APPECT: An Approximate Backbone-Based Clustering Algorithm for Tags

机译：应用：用于标签的基于骨干网的近似聚类算法

获取原文

页面导航

摘要
著录项
相似文献
相关主题

摘要

In social annotation systems, users label digital resources by using tags which are freely chosen textual descriptions. Tags are used to index, annotate and retrieve resource as an additional metadata of resource. Poor retrieval performance remains a major problem of most social tagging systems resulting from the severe difficulty of ambiguity, redundancy and less semantic nature of tags. Clustering method is a useful tool to address the aforementioned difficulties. Most of the researches on tag clustering are directly using traditional clustering algorithms such as K-means or Hierarchical Agglomerative Clustering on tagging data, which possess the inherent drawbacks, such as the sensitivity of initialization. In this paper, we instead make use of the approximate backbone of tag clustering results to find out better tag clusters. In particular, we propose an Approximate backbonE-based Clustering algorithm for Tags (APPECT).

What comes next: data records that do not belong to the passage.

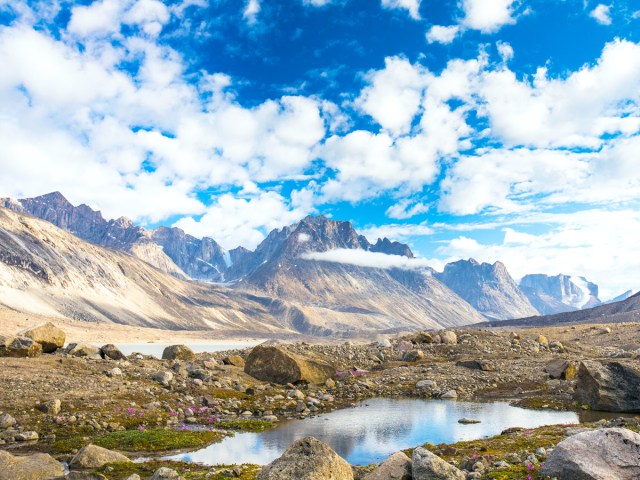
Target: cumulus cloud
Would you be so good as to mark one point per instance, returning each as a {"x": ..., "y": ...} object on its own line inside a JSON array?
[
  {"x": 411, "y": 6},
  {"x": 406, "y": 209},
  {"x": 487, "y": 16},
  {"x": 233, "y": 220},
  {"x": 363, "y": 258},
  {"x": 601, "y": 14},
  {"x": 442, "y": 34}
]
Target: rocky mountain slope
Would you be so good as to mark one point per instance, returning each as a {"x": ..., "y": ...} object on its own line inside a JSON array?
[
  {"x": 46, "y": 270},
  {"x": 339, "y": 292},
  {"x": 560, "y": 293},
  {"x": 488, "y": 288}
]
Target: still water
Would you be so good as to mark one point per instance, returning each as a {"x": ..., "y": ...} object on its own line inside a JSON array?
[
  {"x": 377, "y": 428},
  {"x": 156, "y": 349}
]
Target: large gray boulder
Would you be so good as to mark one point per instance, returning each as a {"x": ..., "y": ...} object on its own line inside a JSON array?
[
  {"x": 93, "y": 456},
  {"x": 21, "y": 347},
  {"x": 609, "y": 386},
  {"x": 605, "y": 454},
  {"x": 178, "y": 352},
  {"x": 396, "y": 467},
  {"x": 428, "y": 466},
  {"x": 278, "y": 365},
  {"x": 32, "y": 467},
  {"x": 308, "y": 459},
  {"x": 48, "y": 335}
]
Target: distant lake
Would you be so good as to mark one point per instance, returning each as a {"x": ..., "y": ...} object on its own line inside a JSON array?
[
  {"x": 377, "y": 428},
  {"x": 156, "y": 349}
]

The main steps of APPECT are: (1) we execute the K-means algorithm on a tag similarity matrix for M times and collect a set of tag clustering results Z={C~1,C~2,...,C~m} (2) we form the approximate backbone of Z by executing a greedy search; (3) we fix the approximate backbone as the initial tag clustering result and then assign the rest tags into the corresponding clusters based on the similarity. Experimental results on three real world datasets namely MedWorm, MovieLens and Dmoz demonstrate the effectiveness and the superiority of the proposed method against the traditional approaches.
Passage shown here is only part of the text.